In the short-term, earnings prospects may remain favorable for the market. Aggressive expense control and modest inventory restocking could boost third-quarter numbers, while the fourth quarter has easy comparisons against an awful 2008 that will give the appearance of healthy profit increases. But in 2010, the ability of stocks to sustain or extend their advances will have to come from a revival in sales, strategists say. In an uncertain economic environment, that won’t be an easy task.
“You can not simply cut costs forever to have sustainable earnings. You need revenues to grow them over time,” says Dirk Van Dijk, chief equity strategist at Zacks Investment Research.
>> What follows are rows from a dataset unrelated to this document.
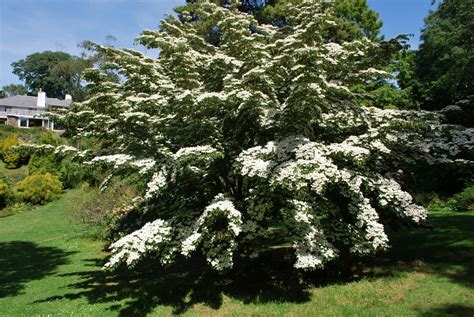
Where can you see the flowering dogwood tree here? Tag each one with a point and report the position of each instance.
(253, 136)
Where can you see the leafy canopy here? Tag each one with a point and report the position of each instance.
(445, 59)
(252, 140)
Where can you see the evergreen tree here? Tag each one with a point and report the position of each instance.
(445, 60)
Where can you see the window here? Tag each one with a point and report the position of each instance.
(35, 123)
(23, 122)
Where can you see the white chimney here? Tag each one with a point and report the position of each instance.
(41, 100)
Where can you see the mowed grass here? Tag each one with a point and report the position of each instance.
(49, 266)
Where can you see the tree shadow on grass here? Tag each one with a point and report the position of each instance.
(450, 310)
(446, 250)
(272, 279)
(23, 261)
(184, 284)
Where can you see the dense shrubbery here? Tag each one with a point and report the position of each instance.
(38, 188)
(103, 209)
(463, 201)
(3, 192)
(43, 162)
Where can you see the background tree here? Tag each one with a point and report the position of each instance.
(57, 73)
(445, 60)
(14, 90)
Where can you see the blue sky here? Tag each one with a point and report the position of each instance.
(29, 26)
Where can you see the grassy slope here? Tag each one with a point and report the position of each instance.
(48, 266)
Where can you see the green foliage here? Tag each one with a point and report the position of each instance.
(3, 192)
(14, 90)
(38, 188)
(445, 60)
(48, 138)
(57, 73)
(14, 208)
(6, 144)
(73, 174)
(103, 209)
(463, 201)
(42, 163)
(16, 157)
(357, 19)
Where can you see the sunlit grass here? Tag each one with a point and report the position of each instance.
(49, 266)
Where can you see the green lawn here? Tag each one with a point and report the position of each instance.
(49, 266)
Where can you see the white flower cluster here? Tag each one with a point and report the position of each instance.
(311, 247)
(219, 259)
(307, 164)
(391, 195)
(157, 183)
(194, 151)
(118, 160)
(134, 246)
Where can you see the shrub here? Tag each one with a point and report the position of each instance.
(10, 141)
(103, 209)
(463, 201)
(16, 208)
(38, 188)
(429, 200)
(3, 192)
(72, 174)
(16, 157)
(43, 162)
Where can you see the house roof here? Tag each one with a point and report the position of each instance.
(30, 102)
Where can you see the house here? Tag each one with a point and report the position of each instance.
(27, 111)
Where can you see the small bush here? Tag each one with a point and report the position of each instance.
(16, 208)
(43, 163)
(17, 157)
(429, 200)
(102, 209)
(3, 192)
(48, 138)
(463, 201)
(72, 174)
(38, 188)
(5, 145)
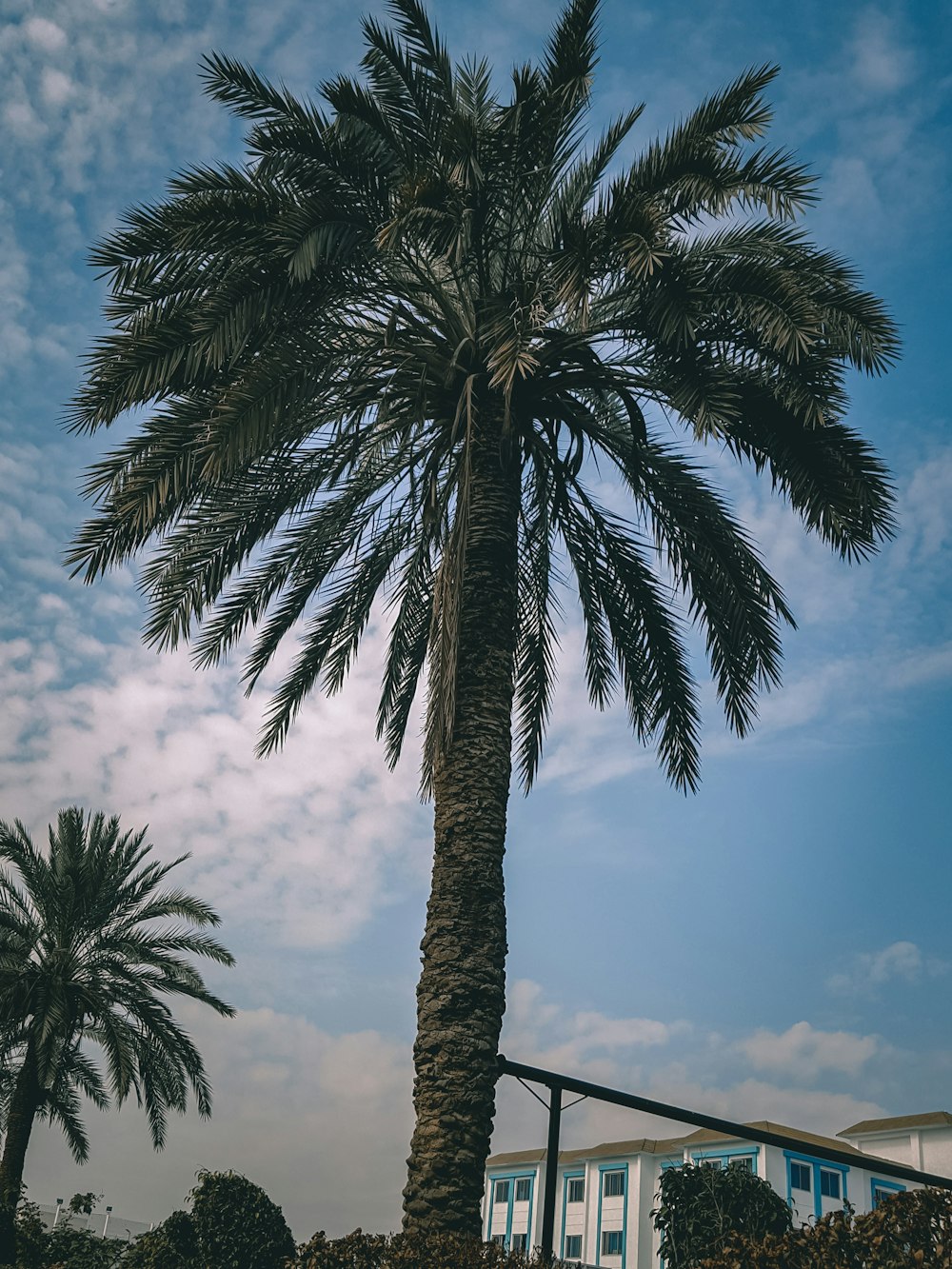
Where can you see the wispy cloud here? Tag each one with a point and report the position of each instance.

However, “it’s going to be really, really tough” to increase revenue in the current economy, he says.
The same piece shared a chart showing the sharp decline in selling, general and administrative expenses – which include salaries (used to be) paid to (now offloaded) workers.
If US consumers cannot help the businesses recover quickly from the slump, the emerging markets might just run to the companies’ rescue. And that is not even limited to the BRIC countries. You have Asian economies whose economies have already exited the recessionary phase and are now positioned to increase their spending (some are not even in recession; growth has just slowed). Maybe the market’s rally can extend further to year-end as some suggest, but there’s just no way it can continue the run up unless it sees some correction and investors once again see growth on the top line.